There was a stack of unopened mail on the doormat, most of it addressed not to Clare, but to me. I knew what it would be. I’d spent most of the previous day answering condolence letters, and the people who’d sent these ones obviously didn’t know the address of my flat.

I collected it all together. There were only a couple of other items — a bill from a mobile phone company, and a notice from Suffolk County Council about a change to refuse collection in the area. I opened the telephone bill and scanned through the list of the numbers that Clare had called. I recognized my own and also that of my parents, but what I was really looking for was a number that she had called regularly, say every day, a number that might have belonged to her mystery boyfriend.

There was no single one that stood out but there were quite a few she had rung more than ten times or so during the monthly billing period.

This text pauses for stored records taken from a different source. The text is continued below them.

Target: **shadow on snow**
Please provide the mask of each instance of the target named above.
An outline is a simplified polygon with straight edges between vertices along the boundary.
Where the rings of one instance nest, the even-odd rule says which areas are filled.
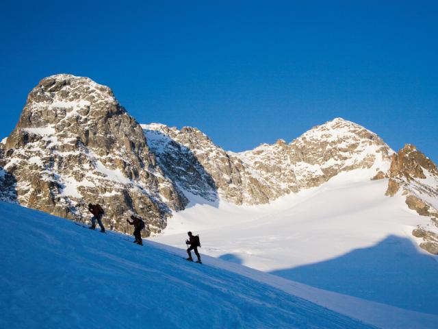
[[[438,315],[438,266],[411,240],[389,235],[375,245],[272,274],[316,288]]]

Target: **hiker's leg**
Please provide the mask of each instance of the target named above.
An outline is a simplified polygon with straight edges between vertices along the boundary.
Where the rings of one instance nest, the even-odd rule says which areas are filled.
[[[196,257],[198,257],[198,261],[201,262],[201,255],[198,252],[198,247],[194,247],[193,251],[194,252],[194,254],[196,255]]]
[[[99,226],[101,227],[101,230],[105,231],[105,228],[103,227],[103,224],[102,223],[102,216],[100,215],[97,217],[97,223],[99,223]]]
[[[91,217],[91,227],[92,228],[96,227],[96,217],[94,216]]]
[[[189,258],[190,259],[192,258],[192,253],[190,252],[190,250],[193,250],[193,247],[190,246],[190,247],[187,249],[187,253],[189,254]]]
[[[143,242],[142,241],[142,234],[139,228],[136,228],[134,230],[134,236],[136,236],[136,241],[139,245],[142,244]]]

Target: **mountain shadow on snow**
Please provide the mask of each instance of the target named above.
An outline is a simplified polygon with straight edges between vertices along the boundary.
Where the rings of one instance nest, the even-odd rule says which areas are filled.
[[[389,235],[372,247],[271,273],[324,290],[438,315],[438,288],[430,284],[436,280],[436,260],[418,252],[409,239]],[[405,287],[406,276],[412,276],[409,287]]]

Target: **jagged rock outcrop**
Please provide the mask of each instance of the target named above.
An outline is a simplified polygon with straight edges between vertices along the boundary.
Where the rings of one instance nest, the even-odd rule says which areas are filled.
[[[422,238],[420,246],[438,254],[438,169],[437,166],[412,145],[407,144],[391,159],[386,195],[406,195],[409,209],[422,216],[431,217],[428,226],[419,226],[412,234]]]
[[[53,215],[83,221],[99,202],[108,227],[126,231],[134,212],[158,232],[188,202],[111,89],[87,77],[41,80],[2,149],[0,166],[16,180],[2,189],[14,184],[20,204]]]
[[[198,187],[214,185],[220,198],[237,204],[266,204],[319,186],[342,171],[370,169],[371,178],[387,171],[394,153],[372,132],[340,118],[315,127],[289,144],[279,140],[242,153],[223,150],[196,128],[179,130],[160,124],[143,128],[163,170],[184,189],[211,199],[211,190]],[[184,149],[183,156],[175,156],[177,145]],[[194,175],[199,169],[188,167],[189,158],[207,175]]]

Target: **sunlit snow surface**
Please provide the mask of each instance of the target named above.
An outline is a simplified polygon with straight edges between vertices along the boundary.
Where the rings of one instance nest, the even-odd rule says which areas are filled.
[[[183,247],[188,230],[201,253],[331,291],[438,315],[438,263],[411,232],[430,219],[404,197],[385,197],[387,180],[343,173],[271,204],[192,203],[153,238]],[[189,195],[190,197],[190,195]],[[438,328],[438,327],[437,327]]]
[[[371,328],[184,254],[0,202],[0,328]]]

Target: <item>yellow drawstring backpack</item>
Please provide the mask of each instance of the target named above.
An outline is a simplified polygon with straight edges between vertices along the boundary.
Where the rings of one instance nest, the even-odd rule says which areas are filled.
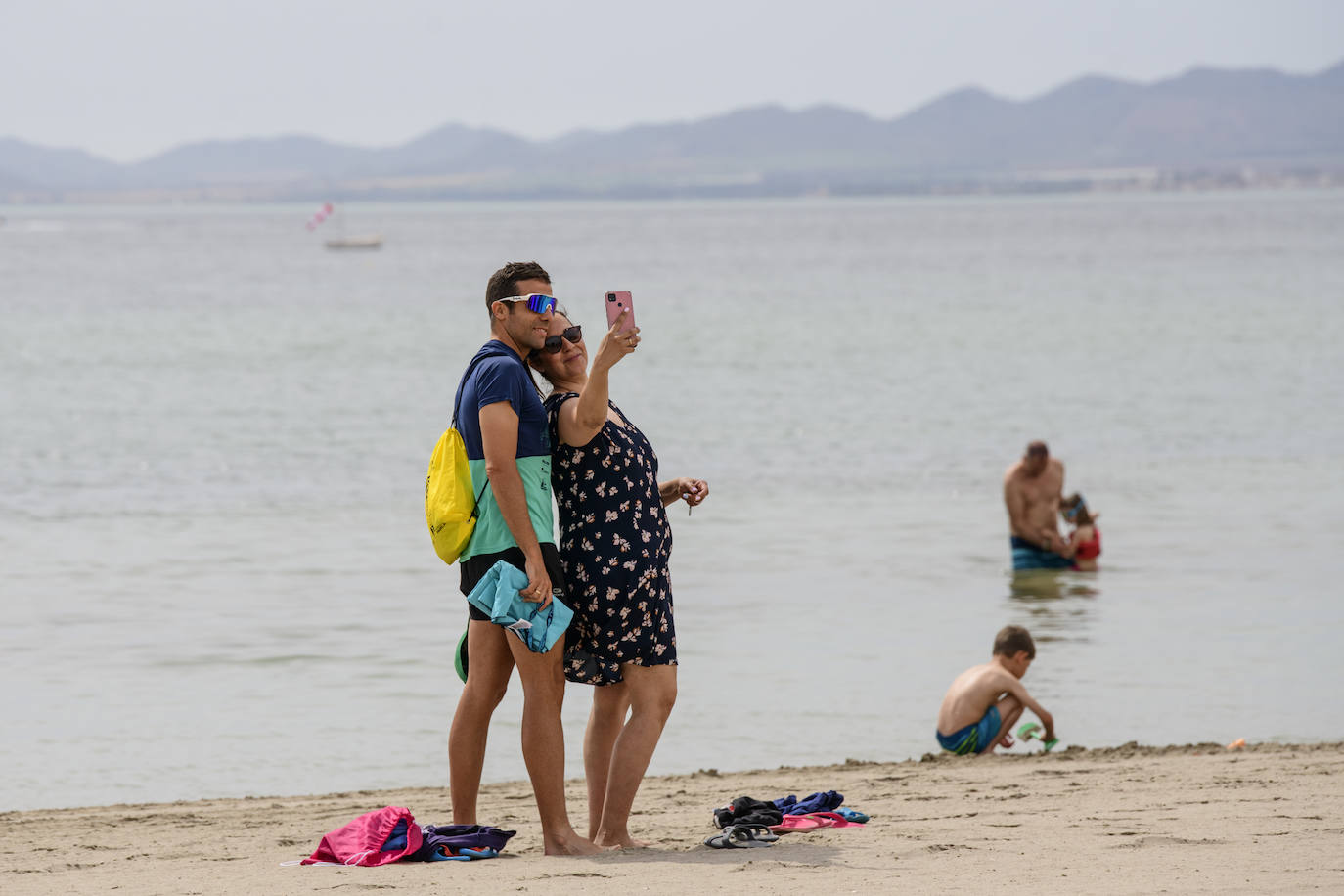
[[[462,387],[481,360],[484,359],[476,357],[462,373],[457,398],[453,400],[453,420],[438,437],[434,453],[429,458],[429,476],[425,477],[425,523],[429,524],[434,552],[444,563],[457,563],[457,557],[466,549],[472,532],[476,531],[481,497],[489,486],[487,481],[476,500],[472,500],[472,467],[466,462],[466,445],[457,431],[457,408],[462,400]]]

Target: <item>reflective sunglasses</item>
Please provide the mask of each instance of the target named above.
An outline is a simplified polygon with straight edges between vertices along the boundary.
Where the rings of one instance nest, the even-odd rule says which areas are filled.
[[[501,298],[501,302],[527,302],[527,310],[534,314],[544,314],[546,312],[555,310],[555,297],[543,296],[542,293],[532,293],[531,296],[513,296],[512,298]]]
[[[578,343],[581,339],[583,339],[583,328],[575,324],[574,326],[567,328],[559,336],[547,336],[546,344],[542,347],[542,351],[544,351],[547,355],[556,355],[562,348],[560,339],[564,339],[570,344]]]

Sadly, the bill did not include the numbers she had called last Friday night after leaving me. Perhaps I would ask the phone company for those. I put the bill down on the desk in the sitting room to look at later, and went upstairs.

It was strange going through Clare’s things. It felt like I was invading her privacy.

Of course I’d been to this cottage many times during the preceding four years, regularly staying overnight whenever I was working at Newmarket or anywhere further north. But I’d been a guest, always sleeping in the spare room. Here I was searching Clare’s own bedroom, pulling open drawers overflowing with what Americans would call ‘intimate apparel’. And intimate it was too. She’d clearly had a fondness for sexy black-lace underwear and I was rather embarrassed to find it.

There was precious little else to find.

Even as a child, Clare had been frugal in the clothes department and her wardrobe, with the exception of the lace undies, was fairly sparse and consisted mostly of jeans, polo shirts, and sleeveless puffer jackets, her usual attire.

There were only a couple of dresses hanging in the closet, one of which she had worn to our parents’ golden wedding party. It was the only time in years I could recall her not wearing trousers, mostly blue denim jeans. She had always tried to avoid occasions where she was expected to dress up.

I knew that coming to her cottage would be difficult but I hadn’t realized just how much I would miss her. Every single thing I touched reminded me of the blissful times I had enjoyed in this place.

My heart ached and ached and ached for her.

I sat down wearily on the side of her bed and longed for her to come back, to be here once more, to laugh, to bounce up the stairs with her endless energy, to be alive again — oh, to be alive again, alive, alive.

The bout of grief lasted ten to fifteen minutes, my body plagued by both pain, and guilt. There was little I could do but let the session take its course with a continuous stream of tears pouring down my cheeks.

In a strange way, the experience made me feel a little better. Perhaps it was the body’s natural healing mechanism at work.

I would have to come back later though, I thought. Her loss was still too recent, too raw and too painful. I simply couldn’t do much sorting of her things at the moment.

I collected the condolence letters, went out to my car and drove away.

I was due to record my tribute to Clare at Newmarket racecourse.

Channel 4 was broadcasting both the Friday and the Saturday of the Cambridgeshire meeting and Thursday was the day that the equipment would be set up in preparation.